Un voyage en train peut vous réserver des surprises...
Seule assise sur un banc du hall de la gare de Nantes, j'attendais le train pour Paris qui devait arriver dans 30 minutes. J'étais debout depuis plus de 3 heures, et il n'était que 8h du matin… La journée serait longue.
Mes yeux étaient fixés sur le billet que je tenais à la main, mais ils semblaient ne pas le voir. C'était comme si le billet était invisible, mes yeux fixaient un point imaginaire sur le sol. Pourquoi fallait-il absolument que j'aille à cette formation sur les archives… et en plus, elle durait toute la journée jusqu'à 18h30 … Je n'étais pas couchée… je rentrais le soir même sur Challans…

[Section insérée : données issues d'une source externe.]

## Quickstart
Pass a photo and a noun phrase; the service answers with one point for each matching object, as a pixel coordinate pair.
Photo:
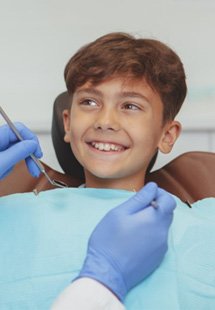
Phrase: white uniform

Je levais les yeux vers l'horloge, 8h10. Que le temps passe lentement lorsque l'on s'ennuie ! Je plongeais ma main dans mon sac et en ressortis un livre, pour essayer de faire passer le temps, mais je n'avais pas la tête à lire, encore moins un livre en anglais ; j'avais emporté The Stone Rose, un livre sur Doctor Who. Je me demandais pourquoi j'avais pris celui-là, alors que je devais finir le Dan Brown que j'avais acheté deux jours auparavant… je fermai les yeux, laissant mon esprit vagabonder, là où il le souhaiterait, et comme chaque fois que je le faisais, il m'emmenait toujours au même endroit, au même moment, il y a un peu plus de quatre mois… Noël… les Christallites et Lui, le Docteur …
J'étais spectatrice de ce moment, comme si je le voyais sur un écran de cinéma… C'était la dernière fois que je l'avais vu… l'image devint plus nette, nous étions dans le Tardis, à Chartres, sur le parvis de la Cathédrale… Il venait de me proposer de voyager avec lui, pour « mériter » mon rang de Lady of the Tardis, celui qu'il avait trouvé en consultant le Forum Beans on Toast... J'étais aux anges, j'allais voyager avec le Docteur, le dernier des Timelords… Il avait déjà appuyé sur les commandes de dématérialisation avant même que je ne finisse ma phrase dans laquelle je lui disais que j'acceptais, bien évidemment. Il avait le sourire aux lèvres, moi aussi et nos yeux pétillaient d'excitation et d'impatience…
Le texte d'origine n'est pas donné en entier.